Sunday, June 29, 2008

questions about "citizen" journalism and secret journalists

on NPR this morning, someone had written a letter-to-the-editor type comment about a piece on citizen journalism, that is, journalistic-style reporting by non-journalists. I'm really not a fan of the term citizen journalism (or its relative citizen science, for that matter), but that's the subject for another post. here, I want to focus on a comment about the NPR story. one listener said that citizen journalism is potentially problematic when such citizens do not identify themselves as serving a journalist-like function, as people on whom are being reported should be aware that such reporting is taking place. I wonder if that assumption, that the average person off the street is not going to report on your interactions that s/he observes, is really well founded.
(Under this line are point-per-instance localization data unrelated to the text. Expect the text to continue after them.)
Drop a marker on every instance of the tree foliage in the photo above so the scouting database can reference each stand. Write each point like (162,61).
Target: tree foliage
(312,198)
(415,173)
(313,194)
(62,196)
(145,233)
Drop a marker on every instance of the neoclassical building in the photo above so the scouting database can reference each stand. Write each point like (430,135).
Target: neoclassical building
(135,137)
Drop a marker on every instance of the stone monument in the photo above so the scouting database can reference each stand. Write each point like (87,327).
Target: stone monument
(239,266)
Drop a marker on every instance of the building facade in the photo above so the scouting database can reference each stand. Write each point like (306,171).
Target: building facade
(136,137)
I'm not encouraging or endorsing the practice of secret journalism or being intentionally misleading about one's intent to broadly disseminate information. however, I don't think it's reasonable to assume that any act taken in public will not be posted online. I'm thinking in part here of George Allen's macaca debacle. he clearly did not consider, even though he was speaking publicly in front of a largish audience, that his speech and actions would be as public as they became. but I'm also thinking in part about greater trends of watchfulness and sousveillance. it's not necessarily the case that every word you say will show up on the front page of tomorrow's New York Times or Slashdot post, but that possibility definitely exists for your every word.

how do we as a society and as a culture cope with such possibilities? one obvious approach is to assume that pretty much everything you say or do might be available for public consumption. however, I don't think that's really viable, for a number of reasons. normal social interaction depends on a certain degree of deception; plausible deniability is a necessary social gloss in many occasions.
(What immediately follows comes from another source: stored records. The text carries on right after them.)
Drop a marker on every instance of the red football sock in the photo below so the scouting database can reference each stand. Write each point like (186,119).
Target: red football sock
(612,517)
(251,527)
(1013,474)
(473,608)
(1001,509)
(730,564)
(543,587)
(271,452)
ultimately, I feel like the currently predominant notions of public and private are not really sufficient for talking about or thinking about the ways in which we present and construct our selves, and the ways in which our selves get presented and constructed by others. I'm not quite sure what alternative conceptions might be more useful, but I suspect they would likely focus on identity, how we construct our identity, how others construct our identity for us, and the ways in which we maintain different identities in different contexts.